John Jameson was not unprepared. As far back as September, when the news had come that Hood had pulled out and the Union armies had Atlanta, he sat Mattie down and told her what had to be done. The rugs were rolled, the art was taken down from the walls, her needlepoint chairs—whatever she valued, he told her—her English fabrics, the china, even her family Bible: it was all to be packed up and carted to Milledgeville and thence put on the train to Savannah, where John's cotton broker had agreed to store their things in his warehouse. Not my piano, she'd said, that will stay. It would rot in the dampness of that place. As you wish, John had said, having no feeling for music in any case.
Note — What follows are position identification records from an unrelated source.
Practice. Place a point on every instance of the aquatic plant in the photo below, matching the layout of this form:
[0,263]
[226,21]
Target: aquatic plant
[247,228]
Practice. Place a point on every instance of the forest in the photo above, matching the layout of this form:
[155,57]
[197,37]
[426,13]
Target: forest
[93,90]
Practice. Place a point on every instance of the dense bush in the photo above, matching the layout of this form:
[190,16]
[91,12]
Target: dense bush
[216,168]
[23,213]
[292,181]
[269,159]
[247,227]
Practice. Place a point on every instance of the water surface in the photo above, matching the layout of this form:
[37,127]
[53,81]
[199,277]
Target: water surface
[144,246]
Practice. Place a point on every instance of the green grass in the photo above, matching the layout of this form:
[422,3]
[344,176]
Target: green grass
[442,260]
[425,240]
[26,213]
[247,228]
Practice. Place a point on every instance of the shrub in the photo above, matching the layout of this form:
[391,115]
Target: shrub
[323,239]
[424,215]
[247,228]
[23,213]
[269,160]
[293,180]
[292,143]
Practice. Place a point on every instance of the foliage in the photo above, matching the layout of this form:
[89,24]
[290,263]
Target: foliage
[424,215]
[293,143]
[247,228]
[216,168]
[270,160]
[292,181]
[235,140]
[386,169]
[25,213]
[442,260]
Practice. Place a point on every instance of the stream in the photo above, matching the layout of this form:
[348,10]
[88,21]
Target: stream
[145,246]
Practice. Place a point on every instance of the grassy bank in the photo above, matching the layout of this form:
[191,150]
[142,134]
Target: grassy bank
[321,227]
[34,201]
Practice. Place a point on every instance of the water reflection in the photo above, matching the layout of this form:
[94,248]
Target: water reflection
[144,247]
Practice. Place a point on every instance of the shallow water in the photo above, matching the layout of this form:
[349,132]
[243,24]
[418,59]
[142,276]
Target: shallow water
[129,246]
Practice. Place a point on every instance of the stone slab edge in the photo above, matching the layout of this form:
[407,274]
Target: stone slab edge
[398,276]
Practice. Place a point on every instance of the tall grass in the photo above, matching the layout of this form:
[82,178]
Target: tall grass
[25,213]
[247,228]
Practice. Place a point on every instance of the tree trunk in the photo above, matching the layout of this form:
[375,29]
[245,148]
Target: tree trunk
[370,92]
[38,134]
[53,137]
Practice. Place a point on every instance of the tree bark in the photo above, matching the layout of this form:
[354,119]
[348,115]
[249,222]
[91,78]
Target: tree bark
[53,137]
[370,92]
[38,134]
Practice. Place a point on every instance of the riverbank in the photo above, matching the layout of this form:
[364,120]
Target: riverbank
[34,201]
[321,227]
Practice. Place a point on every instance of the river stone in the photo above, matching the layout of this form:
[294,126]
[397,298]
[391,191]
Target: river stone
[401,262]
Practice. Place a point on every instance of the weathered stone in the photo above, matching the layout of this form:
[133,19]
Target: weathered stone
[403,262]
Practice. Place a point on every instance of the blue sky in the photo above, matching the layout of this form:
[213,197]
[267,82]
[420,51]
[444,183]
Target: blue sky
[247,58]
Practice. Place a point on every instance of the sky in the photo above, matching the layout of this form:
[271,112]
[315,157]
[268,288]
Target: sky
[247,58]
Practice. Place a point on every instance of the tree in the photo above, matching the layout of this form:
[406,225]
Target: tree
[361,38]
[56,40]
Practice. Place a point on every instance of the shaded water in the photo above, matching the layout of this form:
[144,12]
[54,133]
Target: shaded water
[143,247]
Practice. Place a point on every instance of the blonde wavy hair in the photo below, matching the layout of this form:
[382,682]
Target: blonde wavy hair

Mattie was dismayed to see her home so depleted. Through the bare windows the sun shone, lighting up the floors as if her life were going backward and she was again a young bride in a new-built unfurnished manse and with a somewhat frightening husband twice her age. She wondered how John knew the war would touch them directly. In fact he didn't, but he was a man whose success gave him reason to suppose he was smarter than most people. He had a presence, with his voluminous chest and large head of wild white hair. Don't argue with me, Mattie. They lost twenty or thirty thousand men taking that city. There's hell to pay. You're a general, with a President who's a madman. Would you just sit there? So where? To Augusta? To Macon? And how will he ride, if not through these hills? And don't expect that poor excuse for a Rebel army to do anything about it. But if I'm wrong, and I pray God I am, what will I have lost, tell me?
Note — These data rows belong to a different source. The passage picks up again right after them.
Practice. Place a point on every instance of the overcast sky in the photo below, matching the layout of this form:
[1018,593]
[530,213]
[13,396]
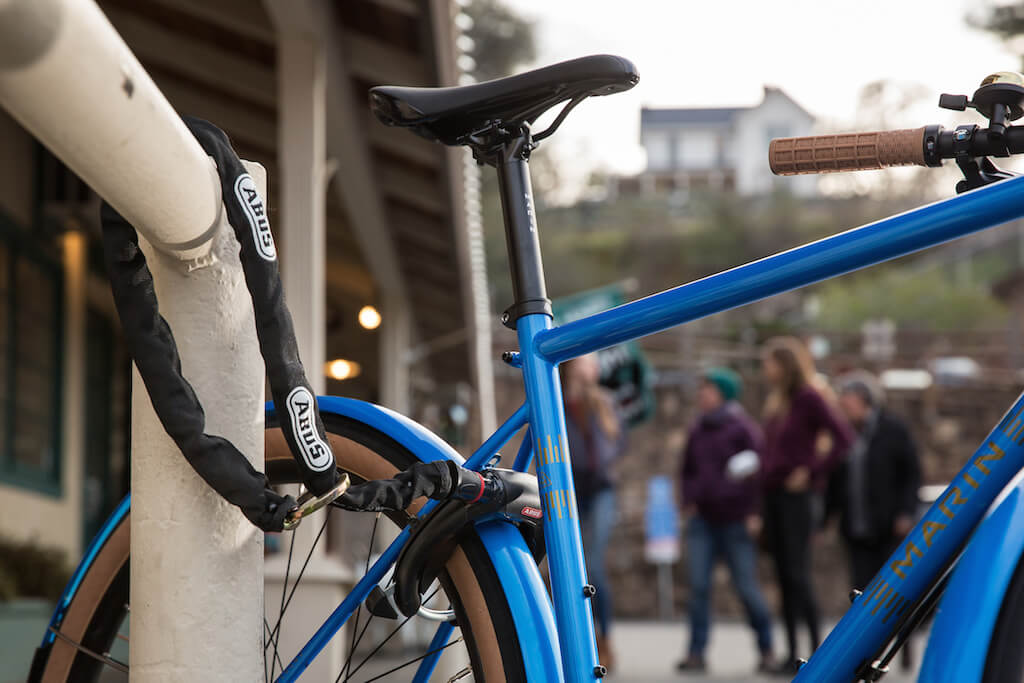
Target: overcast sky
[720,52]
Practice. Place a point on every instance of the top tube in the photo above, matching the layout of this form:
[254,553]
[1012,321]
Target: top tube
[875,243]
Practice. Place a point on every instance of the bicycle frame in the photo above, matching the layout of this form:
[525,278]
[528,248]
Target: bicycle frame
[929,548]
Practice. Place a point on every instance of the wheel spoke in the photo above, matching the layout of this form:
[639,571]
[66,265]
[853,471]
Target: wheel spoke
[412,662]
[103,658]
[355,640]
[276,658]
[389,637]
[276,629]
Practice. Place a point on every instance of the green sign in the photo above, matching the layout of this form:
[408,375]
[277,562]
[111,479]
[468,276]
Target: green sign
[624,370]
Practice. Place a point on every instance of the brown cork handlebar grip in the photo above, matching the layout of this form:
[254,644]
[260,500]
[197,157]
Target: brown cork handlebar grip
[848,152]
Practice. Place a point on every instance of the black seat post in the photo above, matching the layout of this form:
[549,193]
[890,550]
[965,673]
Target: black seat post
[521,233]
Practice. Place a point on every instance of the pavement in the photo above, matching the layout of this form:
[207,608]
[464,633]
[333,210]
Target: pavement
[648,651]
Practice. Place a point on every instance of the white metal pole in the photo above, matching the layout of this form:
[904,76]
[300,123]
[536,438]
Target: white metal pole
[68,77]
[197,563]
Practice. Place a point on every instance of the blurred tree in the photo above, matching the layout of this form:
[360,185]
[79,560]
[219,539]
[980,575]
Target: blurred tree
[503,41]
[932,300]
[1005,19]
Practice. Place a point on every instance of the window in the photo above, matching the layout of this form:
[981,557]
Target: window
[658,147]
[30,365]
[700,150]
[775,130]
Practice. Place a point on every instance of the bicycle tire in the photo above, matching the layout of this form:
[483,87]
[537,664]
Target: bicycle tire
[1005,663]
[470,580]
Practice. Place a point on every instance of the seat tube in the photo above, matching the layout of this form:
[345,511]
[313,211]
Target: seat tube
[561,519]
[529,314]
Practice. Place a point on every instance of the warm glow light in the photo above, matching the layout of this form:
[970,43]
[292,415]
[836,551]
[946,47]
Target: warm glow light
[369,317]
[339,369]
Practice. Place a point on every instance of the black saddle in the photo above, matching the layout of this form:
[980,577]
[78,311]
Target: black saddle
[451,115]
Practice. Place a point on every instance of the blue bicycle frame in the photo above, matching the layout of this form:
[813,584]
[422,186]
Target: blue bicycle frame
[929,548]
[562,647]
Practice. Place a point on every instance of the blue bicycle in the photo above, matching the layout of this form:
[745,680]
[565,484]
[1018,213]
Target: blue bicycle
[479,553]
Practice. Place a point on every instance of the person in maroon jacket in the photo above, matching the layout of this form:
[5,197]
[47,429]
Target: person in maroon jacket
[796,419]
[720,486]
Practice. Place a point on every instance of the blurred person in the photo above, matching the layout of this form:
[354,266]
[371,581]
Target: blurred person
[875,491]
[721,488]
[596,438]
[796,416]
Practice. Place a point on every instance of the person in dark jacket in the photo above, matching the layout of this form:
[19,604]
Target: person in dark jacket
[797,418]
[875,491]
[596,438]
[720,485]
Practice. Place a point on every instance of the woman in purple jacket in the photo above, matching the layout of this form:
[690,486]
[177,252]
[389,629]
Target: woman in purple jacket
[720,499]
[796,417]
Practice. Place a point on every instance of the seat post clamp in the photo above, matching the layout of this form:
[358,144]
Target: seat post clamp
[525,307]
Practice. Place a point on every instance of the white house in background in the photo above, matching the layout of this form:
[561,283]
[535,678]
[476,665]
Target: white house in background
[721,147]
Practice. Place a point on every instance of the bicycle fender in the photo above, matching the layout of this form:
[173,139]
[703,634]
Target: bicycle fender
[968,612]
[526,593]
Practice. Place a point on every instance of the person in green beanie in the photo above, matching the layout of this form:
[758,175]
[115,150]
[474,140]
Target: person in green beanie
[721,484]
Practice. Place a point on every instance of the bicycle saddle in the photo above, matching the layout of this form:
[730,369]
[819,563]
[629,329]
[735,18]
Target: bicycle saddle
[451,115]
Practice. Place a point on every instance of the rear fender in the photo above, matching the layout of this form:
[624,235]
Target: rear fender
[527,596]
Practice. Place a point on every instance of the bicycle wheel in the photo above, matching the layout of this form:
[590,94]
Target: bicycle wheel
[97,616]
[1005,663]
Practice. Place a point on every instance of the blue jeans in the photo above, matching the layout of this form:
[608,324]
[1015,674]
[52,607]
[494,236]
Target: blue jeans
[706,542]
[597,517]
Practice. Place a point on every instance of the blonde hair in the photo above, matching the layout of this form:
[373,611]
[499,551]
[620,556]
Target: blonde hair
[798,372]
[594,398]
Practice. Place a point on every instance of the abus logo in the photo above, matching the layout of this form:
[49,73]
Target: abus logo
[245,189]
[300,409]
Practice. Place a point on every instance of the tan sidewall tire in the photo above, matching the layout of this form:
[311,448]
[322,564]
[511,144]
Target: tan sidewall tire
[351,457]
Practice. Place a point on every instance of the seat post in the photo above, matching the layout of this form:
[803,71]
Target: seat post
[521,236]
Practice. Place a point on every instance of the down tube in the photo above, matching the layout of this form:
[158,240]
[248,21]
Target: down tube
[561,522]
[841,253]
[927,549]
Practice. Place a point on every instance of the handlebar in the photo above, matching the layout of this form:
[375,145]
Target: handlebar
[914,146]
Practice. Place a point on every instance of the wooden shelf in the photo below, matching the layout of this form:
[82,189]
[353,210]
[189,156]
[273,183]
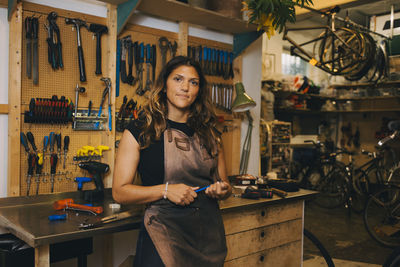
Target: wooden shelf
[308,111]
[364,85]
[283,94]
[177,11]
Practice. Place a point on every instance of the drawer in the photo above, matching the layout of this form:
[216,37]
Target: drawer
[250,218]
[255,240]
[282,256]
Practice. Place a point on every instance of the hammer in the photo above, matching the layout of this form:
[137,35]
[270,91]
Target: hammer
[68,203]
[98,30]
[78,24]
Mattie was not allowed to disagree in such matters. She felt even more dismayed and said not a thing when, with the crops in, John arranged to sell away his dozen prime field hands. They were bound, all of them, to a dealer in Columbia, South Carolina. When the day came and they were put in shackles into the wagon, she had to run upstairs and cover her ears so as not to hear the families wailing down in the shacks. All John had said was No buck nigger of mine will wear a Federal uniform, I'll promise you that.

But for all his warning and preparation she could not believe the moment had come to leave Fieldstone. The fear made her legs weak. She could not imagine how to live except in her own home, with her own things, and the Georgian world arranged to provide her and her family what their station demanded. And though Aunt Letitia was gone, she had infected them with her panic. For all his foresight, John was running around this way and that, red-faced, shouting and giving orders. The boys, roused out of bed and still only half dressed, came down the stairs with their rifles and ran out through the back.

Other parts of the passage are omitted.